Class-Action Suit Challenges NYPD Stop-and-Frisk Program

The ruling allows all persons unlawfully stopped and frisked since January 2005 to be plaintiffs in the lawsuit.

By Jorge Rivas May 17, 2012

A federal judge on Wednesday granted class-action status to a lawsuit challenging the New York Police Department’s (NYPD) stop-and-frisk practices as unconstitutional and racially discriminatory. The ruling allows all persons unlawfully stopped and frisked since January 2005 to be plaintiffs in the lawsuit that could change the police department’s policies.

In 2011, stop-and-frisk data released to the City Council by the (NYPD) revealed a record 684,330 stops and nine out of ten persons stopped were not arrested, nor did they receive summonses. Eighty-seven percent of those stopped in 2011 were Black or Latino. U.S. District Judge Shira Scheindlin in Manhattan said in a written ruling that there was "overwhelming evidence" that the centralized stop-and-frisk program has led to thousands of unlawful stops. [PDF

"The Court has rightly recognized that illegal stops-and-frisks are not limited to a few rogue police officers but are the product of a program designed at the highest level of the police department and affect hundreds of thousands, if not millions, of New Yorkers," Center for Constitutional Rights (CCR) senior staff attorney Darius Charney said in a statement. "As a result of today’s ruling, all those for whom this practice is a daily reality will now have an opportunity to challenge it as a violation of their fundamental constitutional rights and to ask the Court to order real changes in NYPD stop-and-frisk policy," Charney went on to say.
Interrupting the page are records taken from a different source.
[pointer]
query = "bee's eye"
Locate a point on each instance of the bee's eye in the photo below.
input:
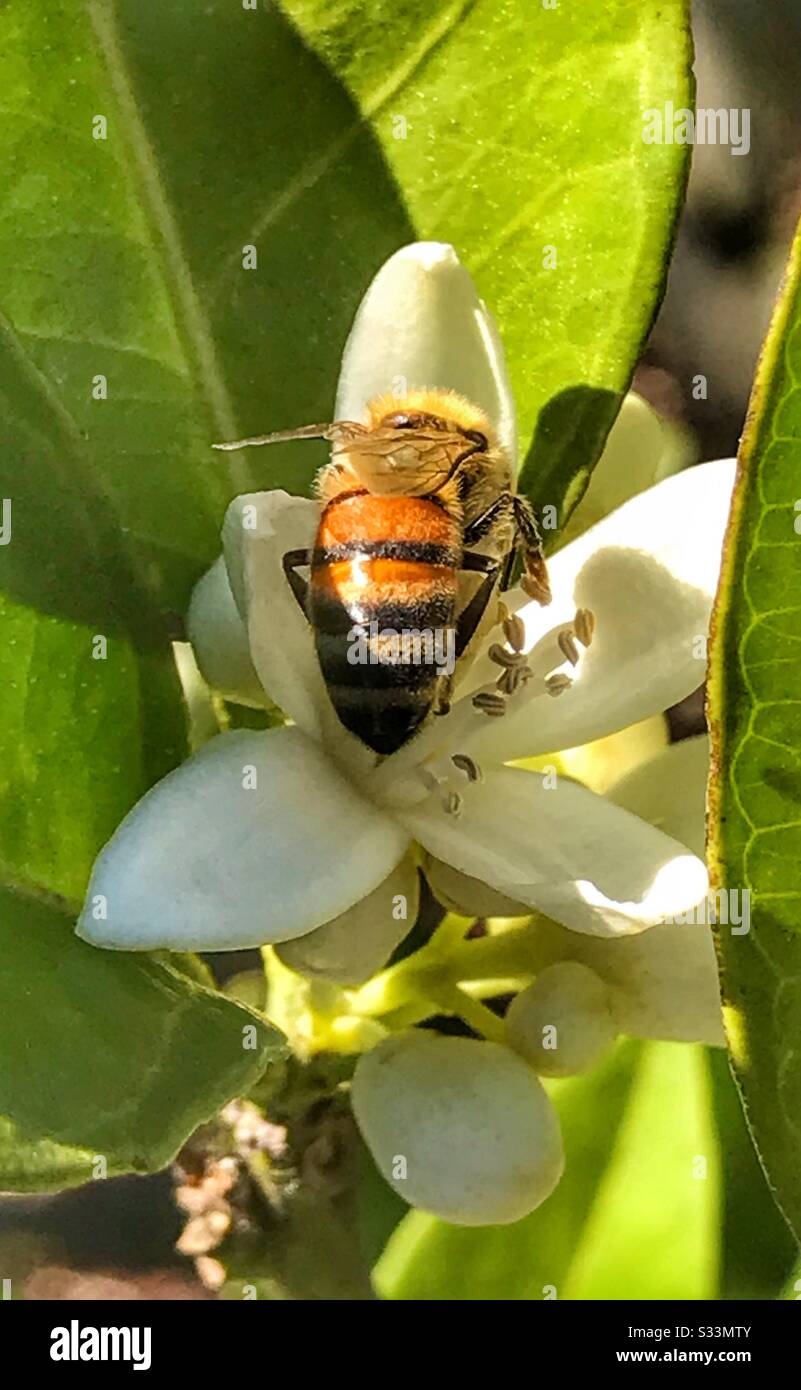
(476, 437)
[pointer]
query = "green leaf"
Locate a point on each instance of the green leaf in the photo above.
(427, 1258)
(757, 1250)
(42, 1166)
(652, 1232)
(515, 131)
(81, 740)
(755, 788)
(634, 1130)
(116, 1054)
(124, 257)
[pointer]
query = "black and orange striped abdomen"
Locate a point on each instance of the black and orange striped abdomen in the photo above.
(383, 567)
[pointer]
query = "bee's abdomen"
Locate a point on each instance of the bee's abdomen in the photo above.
(381, 602)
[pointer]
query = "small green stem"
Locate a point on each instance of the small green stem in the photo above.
(481, 1019)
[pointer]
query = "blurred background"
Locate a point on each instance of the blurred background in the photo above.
(117, 1239)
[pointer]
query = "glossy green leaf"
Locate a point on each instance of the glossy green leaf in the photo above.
(641, 1175)
(755, 790)
(116, 1054)
(427, 1258)
(41, 1165)
(757, 1250)
(515, 131)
The plaintiffs are represented by the CCR and the law firms of Beldock, Levine, and Hoffman and Covington & Burling, LLP. The 2003 lawsuit, Daniels, et al. v. City of New York, et al., brought on by CCR led to the NYPD collecting data on stop-and-frisk stops.

On Thursday–a day after the lawsuit was granted class-action status–NYPD Commisioner Raymond W. Kelly announced the department has plans to implement its own measures to curtail the number of "illegitimate" stops.